LLMs are highly effective for subjective and nuanced queries, such as planning, advice, and explanations, while also handling exploratory queries through interactive conversations. They can synthesize diverse information to address complex factual needs. However, they struggle with accuracy, often providing unverifiable or hallucinated answers. They are less reliable for analytical queries and lack transparency, making them less suitable for tasks requiring clear provenance or highly precise reasoning.
Research Direction
There are many research directions that combine techniques to improve the overall performance:
- KG for SE (Semantic Search): Use KGs to enhance semantic search by providing structured information (e.g., knowledge panels) to refine results, improve query understanding, and support complex multi-hop queries.
- KG for LLM (Curated Knowledge): Integrate curated knowledge from KGs to augment LLMs, improving accuracy for factual and complex queries, and reducing hallucinations. KGs can also verify LLM outputs during post-processing.
- SE for KG (Knowledge Refinement): Leverage SEs to refine and expand KGs by identifying and incorporating new facts, ensuring freshness, and validating information through diverse web sources.
- SE for LLM (RAG): Implement Retrieval-Augmented Generation (RAG) by using SEs to supply real-time and relevant context to LLMs during inference, improving freshness and accuracy for long-tail queries.
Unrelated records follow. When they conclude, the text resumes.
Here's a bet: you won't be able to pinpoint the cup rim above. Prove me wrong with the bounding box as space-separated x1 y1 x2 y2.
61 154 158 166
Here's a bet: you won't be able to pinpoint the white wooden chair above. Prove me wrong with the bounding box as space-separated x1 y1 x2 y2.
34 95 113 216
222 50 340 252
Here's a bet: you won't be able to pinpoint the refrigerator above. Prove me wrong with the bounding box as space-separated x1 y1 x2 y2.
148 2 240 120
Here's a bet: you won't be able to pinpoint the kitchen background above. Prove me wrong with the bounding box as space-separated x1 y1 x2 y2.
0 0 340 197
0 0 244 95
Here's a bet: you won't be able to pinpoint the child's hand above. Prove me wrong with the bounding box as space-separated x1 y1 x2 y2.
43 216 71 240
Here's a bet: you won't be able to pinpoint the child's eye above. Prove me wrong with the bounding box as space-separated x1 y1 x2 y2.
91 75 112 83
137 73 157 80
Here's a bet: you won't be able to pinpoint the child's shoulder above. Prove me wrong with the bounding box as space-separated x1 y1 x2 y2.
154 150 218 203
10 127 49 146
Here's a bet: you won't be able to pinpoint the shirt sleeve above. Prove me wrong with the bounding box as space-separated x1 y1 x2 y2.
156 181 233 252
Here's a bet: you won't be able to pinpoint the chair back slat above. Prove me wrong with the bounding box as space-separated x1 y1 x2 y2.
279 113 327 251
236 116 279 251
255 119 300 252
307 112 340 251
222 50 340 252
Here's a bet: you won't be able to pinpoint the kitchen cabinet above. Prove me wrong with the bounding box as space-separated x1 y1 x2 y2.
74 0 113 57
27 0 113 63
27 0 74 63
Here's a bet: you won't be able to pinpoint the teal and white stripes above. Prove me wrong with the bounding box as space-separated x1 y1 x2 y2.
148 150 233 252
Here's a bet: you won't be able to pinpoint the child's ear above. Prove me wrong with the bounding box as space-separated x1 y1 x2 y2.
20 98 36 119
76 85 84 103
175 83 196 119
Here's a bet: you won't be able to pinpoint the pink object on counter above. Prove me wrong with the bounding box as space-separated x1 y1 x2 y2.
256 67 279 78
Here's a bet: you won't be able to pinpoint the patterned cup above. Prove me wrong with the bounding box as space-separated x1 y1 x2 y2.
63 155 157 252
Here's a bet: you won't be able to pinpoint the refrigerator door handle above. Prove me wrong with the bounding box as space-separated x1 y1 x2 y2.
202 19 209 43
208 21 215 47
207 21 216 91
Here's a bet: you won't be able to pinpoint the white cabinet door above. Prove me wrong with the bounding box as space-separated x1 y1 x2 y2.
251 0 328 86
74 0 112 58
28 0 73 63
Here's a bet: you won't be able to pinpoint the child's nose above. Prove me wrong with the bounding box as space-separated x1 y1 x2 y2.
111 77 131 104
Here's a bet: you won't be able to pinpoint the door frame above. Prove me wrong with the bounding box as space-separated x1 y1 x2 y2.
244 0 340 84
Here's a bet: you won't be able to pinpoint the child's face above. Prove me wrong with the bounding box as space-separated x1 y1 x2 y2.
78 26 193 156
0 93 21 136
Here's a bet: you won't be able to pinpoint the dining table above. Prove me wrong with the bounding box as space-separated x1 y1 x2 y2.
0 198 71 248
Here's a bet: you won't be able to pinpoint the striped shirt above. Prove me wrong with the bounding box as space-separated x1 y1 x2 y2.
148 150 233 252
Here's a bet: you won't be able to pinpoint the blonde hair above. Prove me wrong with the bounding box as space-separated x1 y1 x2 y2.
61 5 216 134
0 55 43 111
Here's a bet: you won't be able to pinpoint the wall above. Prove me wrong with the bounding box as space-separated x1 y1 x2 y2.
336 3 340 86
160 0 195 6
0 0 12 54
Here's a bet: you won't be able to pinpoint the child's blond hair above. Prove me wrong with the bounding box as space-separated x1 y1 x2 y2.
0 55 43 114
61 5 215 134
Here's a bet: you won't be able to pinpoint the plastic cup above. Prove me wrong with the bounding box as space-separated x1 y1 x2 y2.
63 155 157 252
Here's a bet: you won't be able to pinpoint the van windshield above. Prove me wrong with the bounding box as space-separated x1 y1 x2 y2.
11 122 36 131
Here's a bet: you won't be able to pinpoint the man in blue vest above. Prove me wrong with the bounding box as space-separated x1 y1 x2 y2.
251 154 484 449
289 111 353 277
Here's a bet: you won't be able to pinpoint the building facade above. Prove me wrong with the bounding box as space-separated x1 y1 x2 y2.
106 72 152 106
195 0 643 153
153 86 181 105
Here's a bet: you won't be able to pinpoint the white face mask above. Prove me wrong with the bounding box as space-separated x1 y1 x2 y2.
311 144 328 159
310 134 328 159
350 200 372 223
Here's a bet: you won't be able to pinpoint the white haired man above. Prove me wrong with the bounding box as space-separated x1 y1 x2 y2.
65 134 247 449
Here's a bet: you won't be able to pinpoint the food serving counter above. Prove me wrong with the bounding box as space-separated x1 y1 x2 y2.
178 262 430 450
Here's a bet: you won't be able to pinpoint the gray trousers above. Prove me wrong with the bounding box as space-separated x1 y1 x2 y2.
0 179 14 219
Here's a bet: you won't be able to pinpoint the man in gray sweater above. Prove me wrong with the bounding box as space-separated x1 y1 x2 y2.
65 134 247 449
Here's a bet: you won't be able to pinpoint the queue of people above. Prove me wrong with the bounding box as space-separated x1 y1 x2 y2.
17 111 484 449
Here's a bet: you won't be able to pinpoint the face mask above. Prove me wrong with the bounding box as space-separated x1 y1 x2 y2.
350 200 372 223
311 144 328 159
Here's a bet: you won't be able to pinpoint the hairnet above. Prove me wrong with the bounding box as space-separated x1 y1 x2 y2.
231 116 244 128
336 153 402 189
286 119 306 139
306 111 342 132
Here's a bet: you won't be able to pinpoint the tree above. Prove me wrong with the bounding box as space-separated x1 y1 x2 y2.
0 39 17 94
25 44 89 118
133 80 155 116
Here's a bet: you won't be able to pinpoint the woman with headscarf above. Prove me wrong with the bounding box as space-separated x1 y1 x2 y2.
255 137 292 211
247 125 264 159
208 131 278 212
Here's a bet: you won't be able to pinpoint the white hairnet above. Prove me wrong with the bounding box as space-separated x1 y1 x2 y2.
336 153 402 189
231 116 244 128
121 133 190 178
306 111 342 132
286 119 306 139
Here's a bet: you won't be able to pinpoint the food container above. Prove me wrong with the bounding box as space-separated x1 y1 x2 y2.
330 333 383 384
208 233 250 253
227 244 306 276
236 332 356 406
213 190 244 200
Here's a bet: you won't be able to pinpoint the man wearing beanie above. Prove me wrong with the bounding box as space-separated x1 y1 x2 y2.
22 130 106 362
- LLM for SE (AI-assistant Search): Enhance SE functionality with LLMs for conversational search, better query generation, and improved relevance scoring. LLMs can also summarize and synthesize information from top-ranked SE results.
- LLM for KG (Knowledge Generation): Employ LLMs to fill gaps in Knowledge Graphs, generate new knowledge, and enhance the representation of nuanced facts. LLMs can extend KGs with facts about long-tail entities and support reasoning for complex knowledge.
Ideally, we aim for systems that provide Internet-scale coverage and real-time freshness, deliver precise answers with clear and user-friendly explanations of their sources, and seamlessly support a wide range of tasks—from simple fact lookups to complex analytical queries and personalized advice—while maintaining low computational cost. This require to combine all three techniques KG+SE+LLM in the future.